Cryogenic Electron Microscopy (Cryo-EM) is an approach that allows the observation of hydrated biological specimens in their native environment at cryogenic temperatures in TEM. Cryo-EM broadly encompasses three different approaches: electron crystallography, single-particle cryo-EM, and electron cryotomography. Recent technological advancements in cryo-EM have ushered in a new era of structural biology enabling exclusive views of the complex biological molecules. Atomic details of biomolecules allows us to better understand physiological phenomena that govern life and aid in drug design and development.

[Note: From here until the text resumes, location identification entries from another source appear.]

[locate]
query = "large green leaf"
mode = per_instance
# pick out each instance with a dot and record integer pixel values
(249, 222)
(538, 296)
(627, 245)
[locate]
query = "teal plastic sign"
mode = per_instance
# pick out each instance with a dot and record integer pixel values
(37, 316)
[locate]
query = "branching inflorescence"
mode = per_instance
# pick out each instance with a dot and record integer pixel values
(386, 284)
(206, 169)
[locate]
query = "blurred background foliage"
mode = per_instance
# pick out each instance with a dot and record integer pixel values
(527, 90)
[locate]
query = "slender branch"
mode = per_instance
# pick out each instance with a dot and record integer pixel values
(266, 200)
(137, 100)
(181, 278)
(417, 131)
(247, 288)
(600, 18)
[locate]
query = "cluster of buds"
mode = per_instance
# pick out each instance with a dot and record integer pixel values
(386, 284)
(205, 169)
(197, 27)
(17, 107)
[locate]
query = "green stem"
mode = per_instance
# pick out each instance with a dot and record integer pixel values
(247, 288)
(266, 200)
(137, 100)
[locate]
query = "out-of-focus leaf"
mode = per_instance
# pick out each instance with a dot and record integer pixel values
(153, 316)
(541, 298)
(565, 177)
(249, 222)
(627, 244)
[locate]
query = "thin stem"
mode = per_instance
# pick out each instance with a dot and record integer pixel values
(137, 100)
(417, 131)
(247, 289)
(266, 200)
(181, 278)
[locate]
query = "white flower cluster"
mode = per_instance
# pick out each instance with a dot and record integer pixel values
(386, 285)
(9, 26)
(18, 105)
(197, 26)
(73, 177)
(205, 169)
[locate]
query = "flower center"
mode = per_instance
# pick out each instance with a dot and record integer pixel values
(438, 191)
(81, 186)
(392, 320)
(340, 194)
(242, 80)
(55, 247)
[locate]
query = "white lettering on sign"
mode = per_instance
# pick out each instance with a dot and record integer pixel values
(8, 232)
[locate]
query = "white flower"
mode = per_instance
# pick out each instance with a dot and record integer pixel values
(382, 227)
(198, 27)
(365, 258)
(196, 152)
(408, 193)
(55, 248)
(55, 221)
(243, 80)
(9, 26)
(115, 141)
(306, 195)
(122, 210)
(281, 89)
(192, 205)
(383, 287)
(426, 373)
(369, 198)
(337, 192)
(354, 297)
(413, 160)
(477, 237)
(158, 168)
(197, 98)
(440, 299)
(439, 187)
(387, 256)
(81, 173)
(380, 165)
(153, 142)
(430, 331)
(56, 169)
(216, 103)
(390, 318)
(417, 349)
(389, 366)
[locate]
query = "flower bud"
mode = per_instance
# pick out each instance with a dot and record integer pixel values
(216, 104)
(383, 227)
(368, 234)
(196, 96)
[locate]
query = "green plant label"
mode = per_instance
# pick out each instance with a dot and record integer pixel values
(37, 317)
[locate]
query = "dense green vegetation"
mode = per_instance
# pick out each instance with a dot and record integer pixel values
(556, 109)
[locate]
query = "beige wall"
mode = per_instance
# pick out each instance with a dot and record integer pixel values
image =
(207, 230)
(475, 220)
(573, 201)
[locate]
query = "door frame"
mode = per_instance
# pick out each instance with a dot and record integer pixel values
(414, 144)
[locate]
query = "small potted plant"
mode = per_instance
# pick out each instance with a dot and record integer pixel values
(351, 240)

CWRU cryo-EM facility houses state-of-the-art electron microscopes in a newly renovated space (Titan Krios G3i+GIF+K3 camera, FEI Tecnai F20+Tvips F416&DE20 camera, FEI Tecnai T12+Gatan895 camera). The facility is set up to be used with flash-frozen (single particle, cryo-ET and crystallography) samples. The Facility also offers complete conventional TEM services including sample processing, ultramicrotomy, film developing, and photographic printing, as well as immunocytochemistry. Intramural collaboration is available. We welcome trained EM users as well as researchers who wish to be trained.
Single-particle cryo-EM can provide structural information for a large variety of biological molecules without the need to produce crystals. Proteins from 40 kDa to several MDa in size can be studied by this methodology. Very little sample is required for this technique. For cryo-EM the specimen, typically a purified protein sample, is embedded in vitreous ice on a cryo-EM grid, and is kept at cryogenic temperatures while images are recorded by the electron microscope. After completing the imaging, single-particle reconstruction methods are used to solve the structure of the protein. Current resolution for single particle cryo-EM is in the 1.65~3.5 Å range.

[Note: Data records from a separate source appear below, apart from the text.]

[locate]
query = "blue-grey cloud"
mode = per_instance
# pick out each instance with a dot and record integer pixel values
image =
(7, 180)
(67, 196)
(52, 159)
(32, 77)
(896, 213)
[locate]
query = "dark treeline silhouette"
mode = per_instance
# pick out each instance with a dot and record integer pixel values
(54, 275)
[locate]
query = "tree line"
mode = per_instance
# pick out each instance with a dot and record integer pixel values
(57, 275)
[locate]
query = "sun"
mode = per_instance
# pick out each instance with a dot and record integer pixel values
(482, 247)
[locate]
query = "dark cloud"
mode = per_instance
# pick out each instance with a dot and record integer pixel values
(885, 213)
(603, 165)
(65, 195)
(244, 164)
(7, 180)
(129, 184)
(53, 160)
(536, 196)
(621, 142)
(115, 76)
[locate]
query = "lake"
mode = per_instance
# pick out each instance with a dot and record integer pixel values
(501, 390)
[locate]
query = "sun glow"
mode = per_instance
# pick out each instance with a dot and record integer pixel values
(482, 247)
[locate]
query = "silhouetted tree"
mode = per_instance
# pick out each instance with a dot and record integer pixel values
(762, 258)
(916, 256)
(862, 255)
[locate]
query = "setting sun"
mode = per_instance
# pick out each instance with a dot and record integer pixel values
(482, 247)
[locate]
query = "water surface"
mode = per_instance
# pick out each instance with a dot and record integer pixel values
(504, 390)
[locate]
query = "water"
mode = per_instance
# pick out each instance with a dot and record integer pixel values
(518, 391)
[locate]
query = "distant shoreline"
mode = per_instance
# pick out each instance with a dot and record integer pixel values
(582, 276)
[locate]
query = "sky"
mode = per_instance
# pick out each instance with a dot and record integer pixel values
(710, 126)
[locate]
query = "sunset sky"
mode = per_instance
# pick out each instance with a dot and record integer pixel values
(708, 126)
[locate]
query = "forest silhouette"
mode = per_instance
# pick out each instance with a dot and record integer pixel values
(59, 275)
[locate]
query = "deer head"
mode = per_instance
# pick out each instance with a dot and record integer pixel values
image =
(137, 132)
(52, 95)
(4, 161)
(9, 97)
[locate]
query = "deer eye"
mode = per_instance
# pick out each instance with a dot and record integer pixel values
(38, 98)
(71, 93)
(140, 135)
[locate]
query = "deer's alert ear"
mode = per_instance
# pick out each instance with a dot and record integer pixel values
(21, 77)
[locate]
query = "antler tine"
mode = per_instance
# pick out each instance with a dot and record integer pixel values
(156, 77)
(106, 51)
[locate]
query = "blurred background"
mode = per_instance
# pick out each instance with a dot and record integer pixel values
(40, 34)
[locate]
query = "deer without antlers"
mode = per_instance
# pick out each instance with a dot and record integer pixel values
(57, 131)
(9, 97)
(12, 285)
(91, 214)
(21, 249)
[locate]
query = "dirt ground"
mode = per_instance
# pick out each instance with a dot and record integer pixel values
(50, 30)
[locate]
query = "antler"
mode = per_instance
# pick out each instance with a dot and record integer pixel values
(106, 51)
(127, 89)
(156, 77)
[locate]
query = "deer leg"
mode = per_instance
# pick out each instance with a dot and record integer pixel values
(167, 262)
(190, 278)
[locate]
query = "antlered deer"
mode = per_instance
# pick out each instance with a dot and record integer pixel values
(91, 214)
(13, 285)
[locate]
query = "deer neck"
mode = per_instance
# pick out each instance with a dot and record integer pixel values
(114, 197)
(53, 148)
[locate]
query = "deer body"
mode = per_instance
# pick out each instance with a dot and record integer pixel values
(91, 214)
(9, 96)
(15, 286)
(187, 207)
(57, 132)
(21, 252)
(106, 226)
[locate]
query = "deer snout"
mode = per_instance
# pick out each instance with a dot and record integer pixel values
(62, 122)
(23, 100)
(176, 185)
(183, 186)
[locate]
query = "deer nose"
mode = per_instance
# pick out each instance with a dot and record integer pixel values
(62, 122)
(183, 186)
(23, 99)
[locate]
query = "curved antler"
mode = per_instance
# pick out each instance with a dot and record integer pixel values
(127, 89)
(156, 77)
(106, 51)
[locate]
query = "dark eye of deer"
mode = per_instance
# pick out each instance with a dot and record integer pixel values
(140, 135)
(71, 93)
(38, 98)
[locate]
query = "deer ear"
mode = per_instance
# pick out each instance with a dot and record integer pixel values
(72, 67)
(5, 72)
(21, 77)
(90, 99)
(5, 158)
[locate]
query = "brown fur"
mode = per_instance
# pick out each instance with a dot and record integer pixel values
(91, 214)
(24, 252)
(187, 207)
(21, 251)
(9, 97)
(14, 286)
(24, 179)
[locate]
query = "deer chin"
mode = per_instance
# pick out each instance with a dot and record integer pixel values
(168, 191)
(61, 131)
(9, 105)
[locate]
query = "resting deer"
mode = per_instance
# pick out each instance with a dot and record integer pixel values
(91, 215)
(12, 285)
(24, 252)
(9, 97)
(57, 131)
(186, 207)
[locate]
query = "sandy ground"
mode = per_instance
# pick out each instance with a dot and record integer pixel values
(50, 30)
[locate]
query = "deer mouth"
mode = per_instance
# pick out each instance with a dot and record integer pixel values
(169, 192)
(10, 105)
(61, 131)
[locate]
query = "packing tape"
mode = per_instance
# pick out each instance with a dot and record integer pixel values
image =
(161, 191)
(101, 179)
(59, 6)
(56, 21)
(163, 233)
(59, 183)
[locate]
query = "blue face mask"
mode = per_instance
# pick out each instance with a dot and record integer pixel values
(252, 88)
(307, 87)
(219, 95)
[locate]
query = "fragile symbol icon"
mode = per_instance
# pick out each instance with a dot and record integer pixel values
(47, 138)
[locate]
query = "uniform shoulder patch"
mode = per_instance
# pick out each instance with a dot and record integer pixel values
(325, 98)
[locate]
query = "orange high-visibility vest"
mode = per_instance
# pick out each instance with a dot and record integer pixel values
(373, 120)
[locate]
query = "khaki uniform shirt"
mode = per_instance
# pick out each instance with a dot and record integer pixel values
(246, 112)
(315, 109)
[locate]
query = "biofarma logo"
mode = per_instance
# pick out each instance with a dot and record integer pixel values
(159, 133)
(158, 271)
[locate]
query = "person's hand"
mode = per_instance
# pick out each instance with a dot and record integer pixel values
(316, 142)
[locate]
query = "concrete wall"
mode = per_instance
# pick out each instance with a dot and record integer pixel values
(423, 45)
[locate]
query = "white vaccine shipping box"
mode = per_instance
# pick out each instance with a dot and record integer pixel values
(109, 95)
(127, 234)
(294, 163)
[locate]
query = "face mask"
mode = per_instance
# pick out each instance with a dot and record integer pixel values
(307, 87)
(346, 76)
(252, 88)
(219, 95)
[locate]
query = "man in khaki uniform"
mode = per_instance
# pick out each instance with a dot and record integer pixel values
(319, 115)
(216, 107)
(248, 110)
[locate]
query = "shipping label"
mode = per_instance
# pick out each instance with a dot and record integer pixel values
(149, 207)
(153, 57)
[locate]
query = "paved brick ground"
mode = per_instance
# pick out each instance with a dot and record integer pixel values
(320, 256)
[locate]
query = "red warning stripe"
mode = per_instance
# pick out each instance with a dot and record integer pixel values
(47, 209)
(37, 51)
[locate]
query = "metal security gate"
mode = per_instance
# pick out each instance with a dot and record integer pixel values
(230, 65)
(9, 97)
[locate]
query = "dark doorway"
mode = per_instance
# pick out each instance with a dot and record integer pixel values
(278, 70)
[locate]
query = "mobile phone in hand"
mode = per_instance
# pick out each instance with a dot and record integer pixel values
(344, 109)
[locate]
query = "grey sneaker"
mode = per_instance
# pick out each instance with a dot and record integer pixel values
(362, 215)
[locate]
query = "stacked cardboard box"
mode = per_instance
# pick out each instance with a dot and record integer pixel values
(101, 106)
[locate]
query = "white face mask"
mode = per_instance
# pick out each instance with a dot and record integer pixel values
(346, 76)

Cryo-electron tomography (Cryo-ET) can unveil the detailed 3D structures of cellular and subcellular macromolecular objects. High pressure-freezing technique for cells and tissue can provide exceptional preservation of 100µm large samples in the native state. Single cells can be vitrified by plunging them into liquid ethane. This allows studying macromolecular complexes in their cellular environment, which provides a deep insight into cellular processes at the molecular level. 2D images (projections) of the sample collected at different angles allow the 3D structure to be reconstructed by the back-projection method. Resolution for cryo-electron tomography is in the 4-30 Å range.
Electron Crystallography is coming into the scope of the structural biologists and chemists by its capability in determining the structures of small crystals, named MicroED technology which developed by Tamir Gonen’s research group in 2013. The method involves shooting electrons at tiny protein crystals under cryogenic conditions and collecting the resulting electron diffraction patterns. Electrons interact with matter more strongly than x-rays, which is why it’s possible to obtain useful data from very tiny crystals. Resolution for microED is in the 0.6-2.0 Å range.